Mauritius and Nigeria have just signed a new treaty for the avoidance of double taxation.
The new Double Tax Agreement (DTA) between Mauritius and Nigeria comes as part of Mauritius’s wider strategy to develop a large treaty network across Africa in order to promote Mauritius as the ideal offshore location to channel direct investments into Africa.
Mauritian Finance Minister Xavier-Luc Duval has also recalled that Africa’s average growth is around 6% per year, meaning that Mauritian growth should be driven by Africa in the future.
Nigeria is the 17th African country with which Mauritius has signed a DTA.
The new tax treaty will reduce the current level of uncertainty of foreign investors intending to expand into Nigeria, as Mauritius-based investors should be relieved from any double taxation in the future and enjoy a clearer allocation of taxing rights.

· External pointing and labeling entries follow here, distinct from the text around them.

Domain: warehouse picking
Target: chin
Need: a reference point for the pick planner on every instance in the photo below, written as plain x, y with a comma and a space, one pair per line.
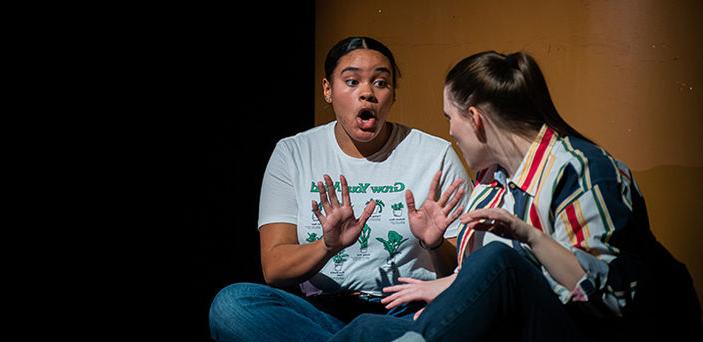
363, 136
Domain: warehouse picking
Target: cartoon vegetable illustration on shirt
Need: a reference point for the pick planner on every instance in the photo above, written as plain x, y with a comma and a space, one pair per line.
312, 237
393, 243
397, 208
364, 238
379, 206
339, 260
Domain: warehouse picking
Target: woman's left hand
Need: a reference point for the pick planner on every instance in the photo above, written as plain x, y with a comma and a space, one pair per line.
500, 222
416, 290
429, 222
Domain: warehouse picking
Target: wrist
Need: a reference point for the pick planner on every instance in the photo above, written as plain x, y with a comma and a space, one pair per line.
534, 237
329, 249
431, 248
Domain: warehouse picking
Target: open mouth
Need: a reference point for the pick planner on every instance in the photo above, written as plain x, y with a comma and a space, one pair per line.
366, 119
366, 114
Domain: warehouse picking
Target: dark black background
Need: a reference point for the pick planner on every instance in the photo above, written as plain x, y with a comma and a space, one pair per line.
249, 81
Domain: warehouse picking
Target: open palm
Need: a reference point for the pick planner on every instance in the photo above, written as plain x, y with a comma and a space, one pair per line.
430, 221
339, 226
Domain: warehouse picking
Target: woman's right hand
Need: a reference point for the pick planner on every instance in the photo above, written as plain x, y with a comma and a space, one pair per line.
339, 226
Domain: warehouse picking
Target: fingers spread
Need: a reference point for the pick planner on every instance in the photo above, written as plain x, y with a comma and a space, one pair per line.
331, 193
433, 186
323, 197
346, 200
367, 212
410, 201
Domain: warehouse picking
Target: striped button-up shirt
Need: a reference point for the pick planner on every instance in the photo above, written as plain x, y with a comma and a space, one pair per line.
575, 192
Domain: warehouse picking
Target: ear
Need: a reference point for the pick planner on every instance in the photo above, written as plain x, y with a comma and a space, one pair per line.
477, 121
476, 118
327, 90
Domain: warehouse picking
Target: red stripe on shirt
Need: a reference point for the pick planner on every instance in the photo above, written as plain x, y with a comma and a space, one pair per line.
575, 225
534, 217
538, 157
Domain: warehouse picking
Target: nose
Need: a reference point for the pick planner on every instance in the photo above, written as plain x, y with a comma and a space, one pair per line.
367, 94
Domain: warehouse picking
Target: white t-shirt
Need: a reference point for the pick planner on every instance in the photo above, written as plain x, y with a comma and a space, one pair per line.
386, 248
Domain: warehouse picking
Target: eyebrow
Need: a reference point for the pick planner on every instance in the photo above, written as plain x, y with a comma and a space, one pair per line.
377, 70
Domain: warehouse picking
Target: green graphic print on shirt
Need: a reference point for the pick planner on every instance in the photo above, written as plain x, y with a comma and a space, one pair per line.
393, 243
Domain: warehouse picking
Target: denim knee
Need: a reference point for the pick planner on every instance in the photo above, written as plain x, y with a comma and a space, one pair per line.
494, 255
228, 302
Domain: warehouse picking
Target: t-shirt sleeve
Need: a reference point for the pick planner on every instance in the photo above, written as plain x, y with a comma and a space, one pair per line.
277, 202
452, 168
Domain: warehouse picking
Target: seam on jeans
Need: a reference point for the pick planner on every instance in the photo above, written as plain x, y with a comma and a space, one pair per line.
431, 335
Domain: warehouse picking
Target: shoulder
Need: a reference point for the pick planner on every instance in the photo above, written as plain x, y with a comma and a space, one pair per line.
419, 138
590, 163
312, 136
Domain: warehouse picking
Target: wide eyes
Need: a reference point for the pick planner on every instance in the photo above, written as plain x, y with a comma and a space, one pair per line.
379, 83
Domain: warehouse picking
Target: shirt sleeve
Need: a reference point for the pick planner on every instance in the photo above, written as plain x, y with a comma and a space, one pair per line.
584, 222
277, 202
452, 168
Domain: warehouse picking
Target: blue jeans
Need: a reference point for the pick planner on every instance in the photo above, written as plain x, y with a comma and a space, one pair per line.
255, 312
498, 295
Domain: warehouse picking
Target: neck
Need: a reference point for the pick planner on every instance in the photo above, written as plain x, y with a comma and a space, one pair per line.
511, 149
359, 149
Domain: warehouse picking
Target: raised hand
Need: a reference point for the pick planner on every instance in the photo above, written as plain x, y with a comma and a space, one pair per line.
430, 221
339, 226
500, 222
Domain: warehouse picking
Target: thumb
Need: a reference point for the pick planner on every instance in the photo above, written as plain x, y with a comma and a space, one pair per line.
417, 314
410, 201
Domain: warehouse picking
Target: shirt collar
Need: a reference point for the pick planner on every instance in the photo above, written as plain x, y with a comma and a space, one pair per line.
530, 170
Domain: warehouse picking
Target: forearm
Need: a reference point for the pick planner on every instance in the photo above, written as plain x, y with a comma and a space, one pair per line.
290, 264
444, 258
561, 264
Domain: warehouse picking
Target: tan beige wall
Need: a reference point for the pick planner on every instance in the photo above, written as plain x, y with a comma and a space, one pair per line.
628, 74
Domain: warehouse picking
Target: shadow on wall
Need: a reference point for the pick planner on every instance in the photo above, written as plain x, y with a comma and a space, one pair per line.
674, 202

Oil-rich Nigeria has a population close to 200m inhabitants, with a GDP growth averaging 7% per year. Banking modernisation and economic reforms were implemented back in 2008 to diversify the economy in the wake of the 2008 financial crisis and the subsequent oil price crash. Nigeria has particularly been successful in developing a strong telecommunications industry, with 80 million mobile phones now in Nigeria and very cheap call rates.